A transaction that would see Vodacom acquire a 30%–40% stake in Maziv is currently before the tribunal, with weeks of hearings scheduled to gather inputs from independent experts and industry stakeholders.

Maziv is a subsidiary of Remgro-owned Community Investment Ventures Holdings (CIVH), which owns Vumatel and Dark Fibre Africa (DFA).

The Competition Commission has already recommended that the tribunal not approve the transaction.

One of the commission’s arguments was that allowing South Africa’s largest mobile network operator to buy a substantial share of the biggest fibre network operator (FNO) would eliminate crucial competitive forces from the market.

The commission said it was concerned that Vodacom could influence DFA and Vumatel to not roll out where it already offers 4G and 5G services.

It argued that 4G and 5G fixed wireless access (FWA) directly competes with fibre-to-the-home (FTTH), helping to ensure lower prices and better service.

However, Vodacom and Maziv said in their opening arguments that the Competition Commission was mistaken.

“There is no head-to-head competition between 5G FWA and FTTH,” their representative at the hearings stated.

Maziv

MTN agreed with Vodacom and Maziv.

“Where FTTH is available, FWA provides little if any competition,” it said in its opening statement to the tribunal.

However, MTN said the transaction posed a different competitive threat.

It said the real issue was that, with Vodacom’s cash injection, Maziv could totally dominate the last-mile fibre industry.

“Vodacom and Maziv would have every ability and incentive, and substantial market power, to take fibre to secondary towns, townships, and rural areas more quickly and profitably than the merged entity’s FNO rivals.”

This would benefit Vodacom in two ways: It would share in Maziv’s profits and offload demand for data from its radio network to fibre, easing constraints on its cellular business.

Frogfoot founder and former CEO Abraham van der Merwe disputed Vodacom and MTN’s arguments, saying fixed wireless and fibre do compete.

He said fibre was superior, much faster, and usually more reliable than cellular technologies and that it is often referred to as an “endgame technology.”

“Therefore, last mile fibre providers would often go into a suburb and trench it regardless of what wireless connectivity exists,” Van der Merwe said.

However, he said it was important to understand that fibre operators consider 50% uptake in a neighbourhood “terminal penetration”.

In other words, on average, FNOs regard 50% as the maximum number of households they could expect to sign up for fibre in any given area.

Van der Merwe said the other 50% typically can’t afford the service and rely on mobile operators for something cheaper, albeit much more limited.

“Those subscribers are typically subscribing to entry-level fixed wireless or mobile wireless services,” he told the tribunal.

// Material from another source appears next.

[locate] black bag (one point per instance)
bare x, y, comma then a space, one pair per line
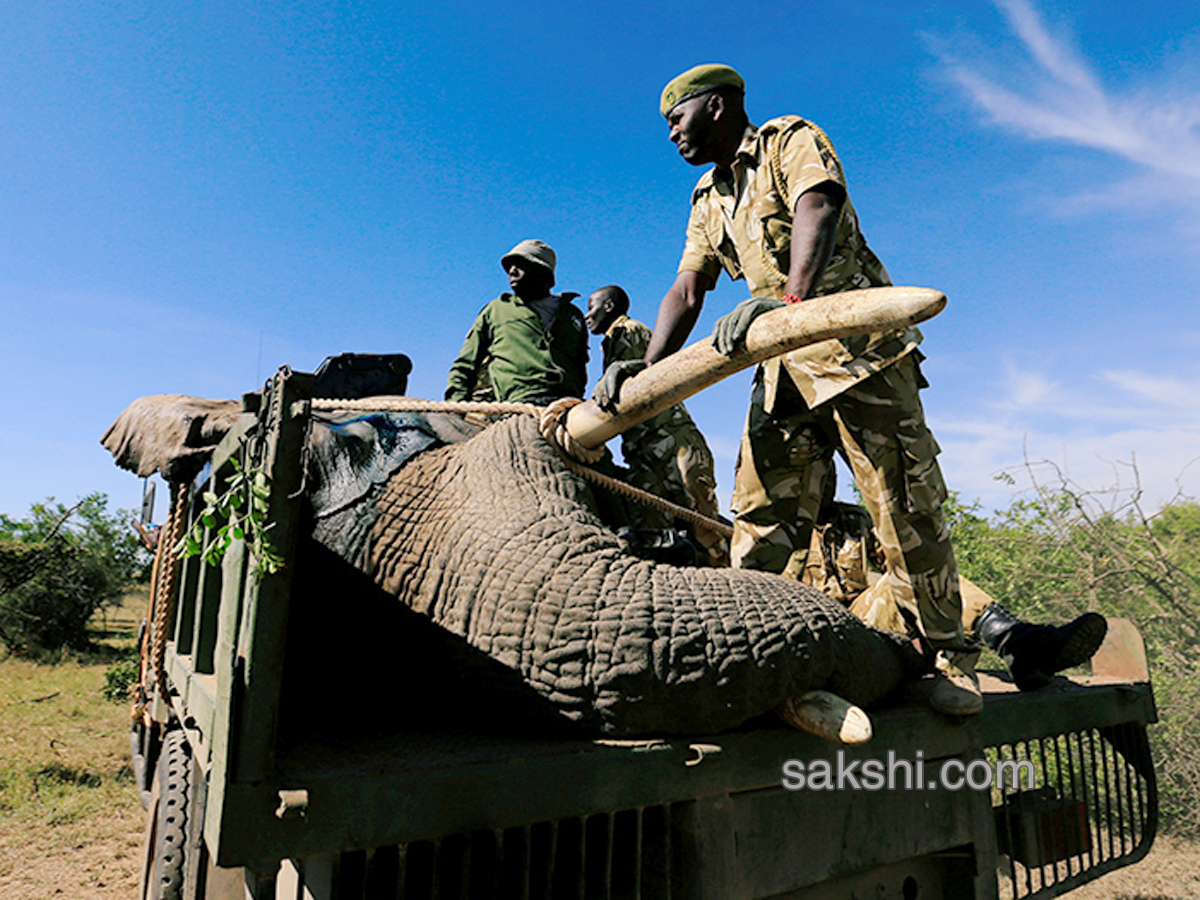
353, 376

Only after an FNO has reached terminal penetration does it start creating packages that directly compete with fixed wireless access.

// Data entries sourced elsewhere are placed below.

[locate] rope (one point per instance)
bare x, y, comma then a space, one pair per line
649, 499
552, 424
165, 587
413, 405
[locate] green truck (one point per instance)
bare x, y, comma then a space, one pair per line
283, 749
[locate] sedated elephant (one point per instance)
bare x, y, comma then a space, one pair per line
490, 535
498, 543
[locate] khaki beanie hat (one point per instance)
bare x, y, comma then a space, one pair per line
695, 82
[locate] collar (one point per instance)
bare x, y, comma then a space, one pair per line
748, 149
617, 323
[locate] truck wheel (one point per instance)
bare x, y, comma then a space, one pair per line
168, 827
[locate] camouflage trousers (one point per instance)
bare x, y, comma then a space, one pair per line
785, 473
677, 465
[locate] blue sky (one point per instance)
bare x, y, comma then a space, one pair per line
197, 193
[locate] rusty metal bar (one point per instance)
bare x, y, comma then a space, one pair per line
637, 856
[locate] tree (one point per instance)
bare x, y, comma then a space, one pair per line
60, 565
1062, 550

Abraham van der Merwe, co-founder and former CEO of Frogfoot

This is what’s currently happening in the FTTH industry. Vumatel, Openserve, Frogfoot, and Metrofibre have all launched prepaid services at price points that better compete with FWA.

However, these products are currently only available in lower-income areas.

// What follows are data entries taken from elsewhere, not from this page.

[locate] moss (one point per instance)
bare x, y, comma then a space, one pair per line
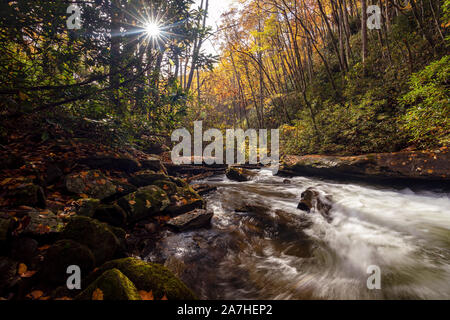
63, 254
145, 202
114, 285
95, 235
169, 187
150, 276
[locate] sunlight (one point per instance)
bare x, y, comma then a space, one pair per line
153, 29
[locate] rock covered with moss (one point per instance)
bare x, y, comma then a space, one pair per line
143, 203
97, 236
149, 277
62, 254
111, 285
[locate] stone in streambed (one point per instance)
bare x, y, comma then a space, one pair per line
62, 254
111, 285
97, 236
312, 199
92, 183
146, 178
149, 277
111, 214
239, 174
145, 202
27, 195
192, 220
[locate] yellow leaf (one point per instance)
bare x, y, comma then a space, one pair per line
146, 295
97, 294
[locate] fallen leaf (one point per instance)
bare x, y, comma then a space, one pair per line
97, 294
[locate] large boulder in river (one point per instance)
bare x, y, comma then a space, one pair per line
92, 183
312, 199
192, 220
148, 277
145, 202
408, 165
111, 285
97, 236
239, 174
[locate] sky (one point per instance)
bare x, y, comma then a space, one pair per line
216, 8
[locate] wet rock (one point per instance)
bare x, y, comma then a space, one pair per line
192, 220
27, 195
97, 236
87, 207
185, 200
92, 183
43, 224
6, 227
111, 214
143, 203
111, 163
113, 285
11, 162
239, 174
53, 174
407, 165
312, 199
154, 164
63, 254
8, 274
203, 189
149, 277
146, 178
24, 249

“What’s also important to consider is the townships,” Van der Merwe said.

“As various parties have already highlighted, the majority of townships don’t have fibre today, and the customers in townships are connecting to the Internet using mobile services,” he said.

“Those mobile services — I think it’s common knowledge — are expensive and crippled.”

Van der Merwe said FNOs are looking to deploy fibre in townships, offering uncapped services to consumers living there at a much lower price than mobile operators offer.

“So, the fibre operators are looking to disrupt these markets by offering lower cost, unthrottled services,” he explained.

This directly threatens mobile operators’ market share in those suburbs.

“We can expect that once the fibre operators enter those markets, mobile operators will start reducing pricing and actively compete with the fibre operators in those markets.”